Raid 6 with hot spare means you'd have to lose at least three drives,
right?
Kind of like, which is better:
Raid 5 with a hot spare, or
Raid 6 with no hot spare
Either way, you'd have to lose two drives to be fried. I would think that
Raid 6 would be better if there was a risk the second drive would be lost
while the hot spare for raid 5 was becoming active and still rebuilding.
With Raid 5 you lose the space of one drive to striping (spread out across
all drives). How much do you lose to Raid 6?
Is there a performance degradation from removing one of your disk drives
of a 8 drive SCSI raid set to become hot spare?
I would think there would be two performance hits. One, dropping from 8
drives supporting the raid stripe down to only 4. The other performance
hit would be one less disk arm assisting while it's just sitting there
waiting to be hot spare.
Rob Berendt
--
IBM Certified System Administrator - IBM i 6.1
Group Dekko
Dept 1600
Mail to: 2505 Dekko Drive
Garrett, IN 46738
Ship to: Dock 108
6928N 400E
Kendallville, IN 46755
http://www.dekko.com
From: Sue Baker <sue.baker@xxxxxxxxxx>
To: midrange-l@xxxxxxxxxxxx
Date: 03/19/2014 06:34 PM
Subject: Re: RAID 6 rebuild time - can I slash it?
Sent by: midrange-l-bounces@xxxxxxxxxxxx
Jeff Crosby <jlcrosby@xxxxxxxxxxxxxxxx> wrote on Wed, 19 Mar
2014 16:29:52 GMT:
On a Saturday of my choosing, our HW service provider is going
to take our System i 520 from 2 8-drive RAID 5 sets to 2
8-drive RAID 6 sets w/hot spare.
Wow! This is quite a change in data protection.

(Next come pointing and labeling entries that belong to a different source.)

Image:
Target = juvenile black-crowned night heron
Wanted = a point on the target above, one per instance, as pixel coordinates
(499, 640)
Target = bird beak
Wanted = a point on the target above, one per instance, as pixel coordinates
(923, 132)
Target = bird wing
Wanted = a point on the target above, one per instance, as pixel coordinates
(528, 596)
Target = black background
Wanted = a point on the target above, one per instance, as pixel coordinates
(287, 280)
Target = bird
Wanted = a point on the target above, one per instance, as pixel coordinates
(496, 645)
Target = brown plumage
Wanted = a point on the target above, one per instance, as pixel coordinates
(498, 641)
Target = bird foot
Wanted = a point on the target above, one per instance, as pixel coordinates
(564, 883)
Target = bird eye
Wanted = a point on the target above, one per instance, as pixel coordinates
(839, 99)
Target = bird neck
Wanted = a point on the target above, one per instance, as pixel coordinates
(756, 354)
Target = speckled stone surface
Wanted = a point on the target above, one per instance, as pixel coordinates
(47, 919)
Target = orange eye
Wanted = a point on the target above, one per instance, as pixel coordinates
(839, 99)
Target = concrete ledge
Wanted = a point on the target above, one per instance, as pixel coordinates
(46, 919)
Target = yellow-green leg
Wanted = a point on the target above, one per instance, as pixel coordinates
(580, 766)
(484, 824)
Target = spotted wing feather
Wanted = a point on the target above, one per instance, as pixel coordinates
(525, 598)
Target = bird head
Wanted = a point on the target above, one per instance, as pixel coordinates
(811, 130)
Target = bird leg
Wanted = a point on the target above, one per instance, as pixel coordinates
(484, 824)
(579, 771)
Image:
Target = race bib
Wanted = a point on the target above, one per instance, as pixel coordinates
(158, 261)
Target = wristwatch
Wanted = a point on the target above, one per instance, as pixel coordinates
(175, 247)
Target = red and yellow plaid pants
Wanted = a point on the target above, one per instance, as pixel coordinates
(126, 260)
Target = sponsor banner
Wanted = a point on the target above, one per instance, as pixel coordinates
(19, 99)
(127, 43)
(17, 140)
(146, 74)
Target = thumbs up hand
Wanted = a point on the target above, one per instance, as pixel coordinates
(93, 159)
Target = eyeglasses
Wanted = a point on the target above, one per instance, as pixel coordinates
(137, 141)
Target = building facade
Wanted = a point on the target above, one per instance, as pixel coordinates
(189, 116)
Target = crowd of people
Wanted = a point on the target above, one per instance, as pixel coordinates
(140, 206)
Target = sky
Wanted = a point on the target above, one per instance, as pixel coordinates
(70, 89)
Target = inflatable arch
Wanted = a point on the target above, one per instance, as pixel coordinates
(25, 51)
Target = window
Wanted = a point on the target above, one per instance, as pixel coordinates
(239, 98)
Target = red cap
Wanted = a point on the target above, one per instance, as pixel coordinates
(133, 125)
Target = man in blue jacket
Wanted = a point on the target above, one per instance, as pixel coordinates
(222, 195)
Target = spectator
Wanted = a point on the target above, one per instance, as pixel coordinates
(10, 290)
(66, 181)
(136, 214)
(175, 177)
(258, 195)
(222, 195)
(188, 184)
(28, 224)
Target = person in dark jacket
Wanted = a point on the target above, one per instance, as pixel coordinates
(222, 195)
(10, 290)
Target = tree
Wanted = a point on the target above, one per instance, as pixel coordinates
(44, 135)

You realize that in order to have your data at risk, you need to
lose 2 drives in the RAID6 array?
Generally, I recommend to customers to do RAID5 + hot spare or
RAID6. I see it as more importante to have as many disk units
as possible for RAID6 versus adding the tiny bit of reduced
delay time for rebuild to begin on a single failed drive that is
provided by hot spare.
Time to create the RAID6 arrays is mostly dependent on the size
of the drives. Other factors are whether there is data on them
or not (% full is irrelevent) and the type of disk controller.